In this three-part exercise, we
first wanna solve for the displacement of the spring after the mass has been hung on
it and comes to rest. Next, we want to solve for the
change in gravitational potential energy of the mass between the two points from
which it is hung on the unextended spring and the point at which it comes to
rest. And finally, we wanna calculate the
energy stored in the spring by its extension. We’ll call this PE sub 𝑠.
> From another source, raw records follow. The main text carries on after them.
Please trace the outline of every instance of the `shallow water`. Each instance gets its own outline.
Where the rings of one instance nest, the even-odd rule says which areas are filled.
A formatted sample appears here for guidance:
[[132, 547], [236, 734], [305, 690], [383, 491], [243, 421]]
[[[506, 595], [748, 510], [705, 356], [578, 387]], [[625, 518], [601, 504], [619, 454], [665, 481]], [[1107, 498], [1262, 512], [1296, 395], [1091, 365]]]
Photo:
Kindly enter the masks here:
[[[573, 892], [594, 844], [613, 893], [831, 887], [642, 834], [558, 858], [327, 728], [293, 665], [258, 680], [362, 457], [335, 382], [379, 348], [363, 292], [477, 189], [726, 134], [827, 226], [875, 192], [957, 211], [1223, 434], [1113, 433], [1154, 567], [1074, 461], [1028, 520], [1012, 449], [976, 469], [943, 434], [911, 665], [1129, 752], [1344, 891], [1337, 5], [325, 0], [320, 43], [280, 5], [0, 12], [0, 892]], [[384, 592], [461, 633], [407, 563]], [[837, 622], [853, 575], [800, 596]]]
In this scenario, we start off with
a vertically oriented spring at its natural, or equilibrium, length. The spring, we’re told, has spring
constant 𝑘 of 53.0 newtons per meter. Then, we take a mass, we’ve called
it 𝑚, of value 0.960 kilograms and attach it to the free end of the spring. In response to this, the spring
stretches, oscillates, and then comes to rest at a displacement we’ve called Δ𝑥
from its original position.
To solve for Δ𝑥, let’s start by
considering the forces that are acting on the mass 𝑚. When the mass has come to rest
after oscillating on the end of the spring, we know that the gravitational force
acting on the mass is equal in magnitude to the spring force on the mass. So, we can write 𝑚 times 𝑔 is
equal to the spring constant 𝑘 times Δ𝑥. Rearranging this expression, we see
that Δ𝑥 is equal to 𝑚 times 𝑔 over 𝑘, where 𝑔 we’ll treat as exactly 9.8 meters
per second squared.
Plugging in for these three values,
when we calculate Δ𝑥, we find that, to three significant figures, it’s 17.8
centimeters. That’s the amount the spring is
stretched because of the mass 𝑚. Now, let’s move on to solving for
the change in gravitational potential energy of the mass 𝑚 over this
displacement.
Recalling that, in general,
gravitational potential energy is equal to an object’s mass times the acceleration
due to gravity times its height relative to some reference level. Since we’re calculating the change
in gravitational potential energy of the mass, we can write that it’s equal to 𝑚
times 𝑔 times Δ𝑥. No negative sign needed.
When we plug in for these three
values, being careful to write our displacement Δ𝑥 in units of meters, we find that
ΔPE sub 𝑔 is 1.67 joules. That’s the change in the mass’
gravitational potential energy. Finally, we want to solve for the
potential energy stored up in the spring as result of this extension.
We recall that in general that
potential energy is equal to half a spring‘s constant multiplied by its displacement
from equilibrium squared. So, we can write that PE sub 𝑠 is
equal to one-half 𝑘 times Δ𝑥 squared, where 𝑘 the spring constant is known and
Δ𝑥 we solved for earlier. Substituting in for these values
using a distance in meters for our displacement Δ𝑥, we find that PE sub 𝑠 is 0.835
joules. That’s how much potential energy
the spring has gained by virtue of being extended.
We may wonder why the spring
potential energy is not equal to the change in gravitational potential energy. Recall that, before coming to rest,
our mass 𝑚 oscillated up and down on the spring. During that up-and-down motion, it
lost energy through friction with the air as well as through the spring. That helps account for the
difference between these two values.